Por eso, deberíamos perdonarnos. Fuimos protagonistas involuntarios de una época en la que la Tercera Guerra Mundial, que no podía disputarse entre Moscú y Washington por el peligro nuclear, se libró a través de terceros países: recordemos la invasión soviética de Europa Oriental, la imposición del Muro de Berlín; la ocupación de Checoslovaquia en 1968, a solo dos años de la llegada de Salvador Allende al poder. La Guerra de Vietnam y la obsesión de Washington con el avance del marxismo. Era la división del mundo en áreas de influencia.
Chile estaba en la zona “norteamericana”, pero llegaba un gobierno marxista. El país aportaba el control del paso bioceánico austral, una larga costa en el Pacífico, y posiciones insulares y antárticas de indudable valor estratégico. Por eso, la instalación de la Unidad Popular tenía enormes repercusiones.
En esas circunstancias extremas asumió Salvador Allende, con 36,63% de los votos. Como era la primera vez que el marxismo llegaba al poder en una elección, Moscú convirtió a Allende en un símbolo: no importaban los chilenos, había que demostrar que la dictadura del proletariado era irreversible. La “Doctrina Brezhnev” decía que un país que entraba en la órbita soviética no saldría jamás.

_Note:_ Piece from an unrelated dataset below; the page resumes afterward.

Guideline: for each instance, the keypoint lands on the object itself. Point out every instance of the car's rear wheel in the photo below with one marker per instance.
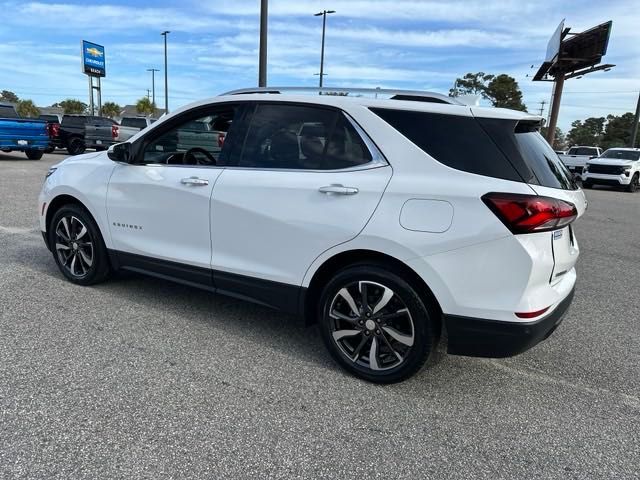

Allende hizo explícita esa dependencia al denominar a la URSS “nuestra hermana mayor”. Y Carlos Altamirano decía que “el poder jamás se resolverá en el Parlamento, siempre será fruto de la lucha insurreccional”.
EE.UU. también tuvo responsabilidad en la extrema tensión que vivió Chile en los 70. Su táctica era instalar regímenes antimarxistas que obedecieran sus intereses. La gran frustración de EE.UU. fue no poder manipular a las FF.AA. chilenas, pues tenían larga tradición de mando a la que respondían.
Y así, tal como Allende -que probablemente creía en el socialismo democrático- fue víctima de las expectativas soviéticas en la región, también la dictadura militar chilena fue víctima del enojo de Washington. Los soviéticos desvirtuaron a Allende al utilizarlo para sus fines. Y EE.UU. castigó la independencia de la Junta chilena con sanciones económicas y militares. La violación de derechos humanos fue un grave factor que Washington consideró además -pero solo además-, pues solía entenderse perfectamente con dictaduras sumisas a EE.UU.
Que Chile fuera el único país que lograba liberarse de la influencia soviética fue un golpe insoportable para la estrategia marxista, que no se perdona hasta hoy.
Así, Chile vivió la triste experiencia -y pagó las consecuencias- de no poder escapar a la locura de la lucha ideológica extrema de la Guerra Fría impuesta por intereses foráneos.
Al margen de nuestras propias divisiones y disputas internas, Chile y los chilenos fuimos víctimas. Por eso, miremos el futuro respetándonos más en nuestras legítimas diferencias, y conversemos con gentileza sobre cómo construir confianzas.